Obwohl der Hinweis darauf, dass die Trennung von ‚Ökonomie‘ und ‚Kultur‘ ungerechtfertigt ist,  richtig ist, liegen die Dinge dann doch nicht ganz so einfach; insbesondere dann, wenn man daraus eine tragfähige ‚politische Handlungslinie‘ herausdestillieren will.

Beim ‚Prekariat‘ könnte man sich noch realativ einfach darauf einigen, dass auch dieses unter dem Oberbegriff der ‚Klassenpolitik‘ gefasst werden könnte. Obwohl es auch da schnell zu der Einsicht kömmen würde, dass Prekariat und ‚Kernbelegschaften‘ nicht unbedingt die gleichen Interessen haben müssen.

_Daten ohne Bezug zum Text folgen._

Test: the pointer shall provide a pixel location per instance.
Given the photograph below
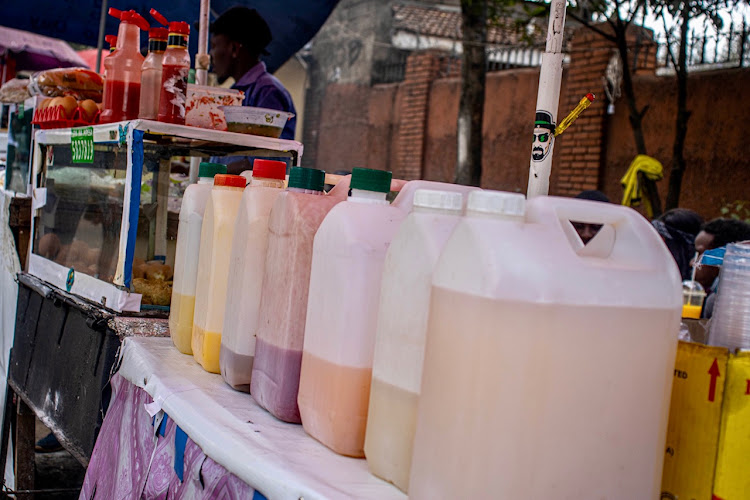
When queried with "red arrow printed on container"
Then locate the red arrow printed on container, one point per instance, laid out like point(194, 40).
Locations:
point(714, 372)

Und dass die Politik der DGB-Gewerkschaften in irgendeiner Weise für Prekäre interessant wäre, kann man auch nicht gerade behaupten. Im Prinzip ist also mit dem Begriff ‚Klassenpolitik‘ alleine noch nichts gewonnen.

Und was die Probleme und Interessen von ’Schwulen und Lesben‘ mit ‚Klassenpolitik‘ zu tun haben sollen – ehrlich, da fällt mir wirklich keine Antwort zu ein. Ausser in dem ganz abstrakten Sinne, dass linke gegen jegliche Form von ‚Unterdrückung‘ aufbegehren sollen (Lenin bezeichnete dies als die Funktion eines Volkstribuns).

Und last but not least das ‚Patriarchat‘. Auch wenn sicher viele Frauen auch gleichzeitig Arbeitskraftverkäufer sind, so lässt sich die ‚Frauenfrage‘ (ein antiquierter marxistischer Begriff) nicht aus dem Kapitalverhältnis und der Klassenfrage ableiten und schon gar nicht darauf reduzieren. Überhaupt scheint es mir äusserst fraglich zu sein, die ‚Frauenfrage‘ auf einer rein‚politischen‘ Ebene angehen zu wollen. Vielmehr würde sie es erforderlich machen, die Trennung von ‚privat‘ und ‚gesellschaftlich‘ selbst zur Disposition zu stellen (ohne damit notwendige Abgrenzungsmassnahmen auszuschliessen).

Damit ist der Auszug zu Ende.